Всклокоченная голова Анисьиного сына Ванятки свесилась с лежанки.
– Ванька! – ахает Анисья. – Ты что, не спал?
– А что? – пожимает плечом Ванятка. – Мне Яшка всё равно расскажет!
– Спи, горе моё! И не болтай о том, что слышал.
Ваняткина голова исчезает, он возится, укладываясь поудобнее, и вскоре засыпает под убаюкивающее пение сверчка.
***
Отсидевшись в сарае, Матрёна только с наступлением темноты осмелилась выйти наружу. Часто оглядываясь и осеняя себя крёстным знамением, она пробралась в избу, заперлась на все засовы и перевела дух.
Останки стола, изрубленного Константином, были разбросаны по полу.
– Зятюшка дорогой постарался, – всплеснула руками Матрёна, – чтоб ему, ироду, на том свете дрова рубить! А это что за мешок? Оська-рыбарь щук наловил что ли, как я заказывала?
Затянутый верёвкой мокрый мешок, с которого натекла на пол лужа, лежал на лавке, источая слабый запах реки и ила. Матрёна обрезала верёвку кухонным ножом, запустила в мешок руку, но сразу с воплем одёрнула, потому что нащупала не гладких чешуйчатых щук, а комочки мокрой шерсти. Мешок ожил, зашевелился, из него выпал камень, громко стукнув о пол, и на дрожащих крошечных лапках один за другим на лавку выползли мокрые котята.
– Матерь Божья, заступница, не оставь мя, грешницу! Ы-ы-ы-ы-ы… – завыла Матрёна.

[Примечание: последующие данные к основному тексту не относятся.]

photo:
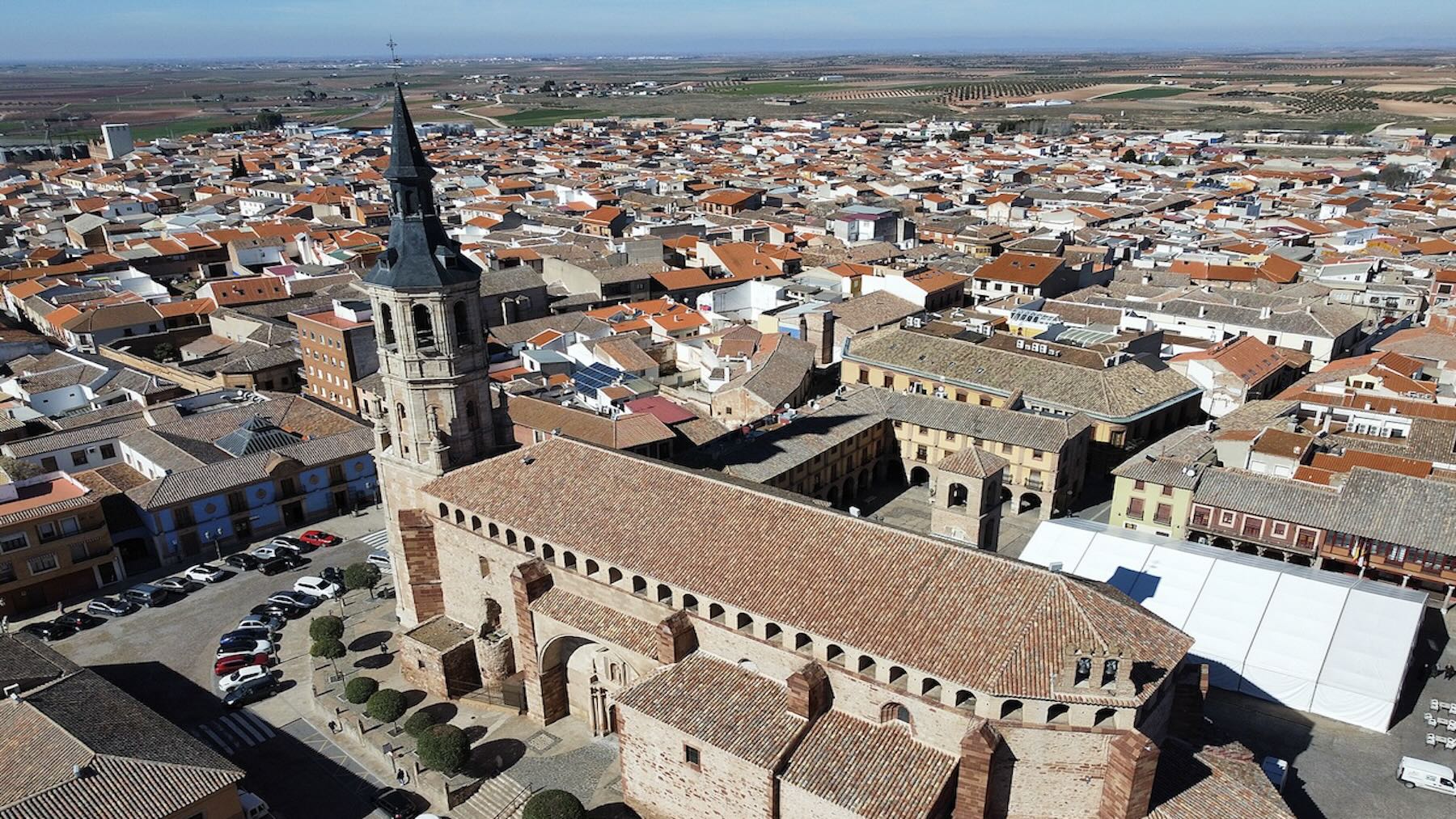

Она метнулась к двери, трясучими руками пытаясь совладать с запорами, как услышала позади тихий смех. Запоры не открывались, будто намертво приваренные. Матрёна помимо воли обернулась, и волосы зашевелились у неё под платком.
Эти руки она видела покойно сложенными на груди. В это голубое подвенечное платье она помогала обряжать её в последний раз. Эти глаза, закрывшиеся навечно, сейчас смотрели строго и насмешливо. Матрёна всхрапнула и свалилась на пол в обмороке.
***
На другое утро Полинка выскочила к колодцу за водой, но быстро вернулась, бережно держа в переднике четырёх котят.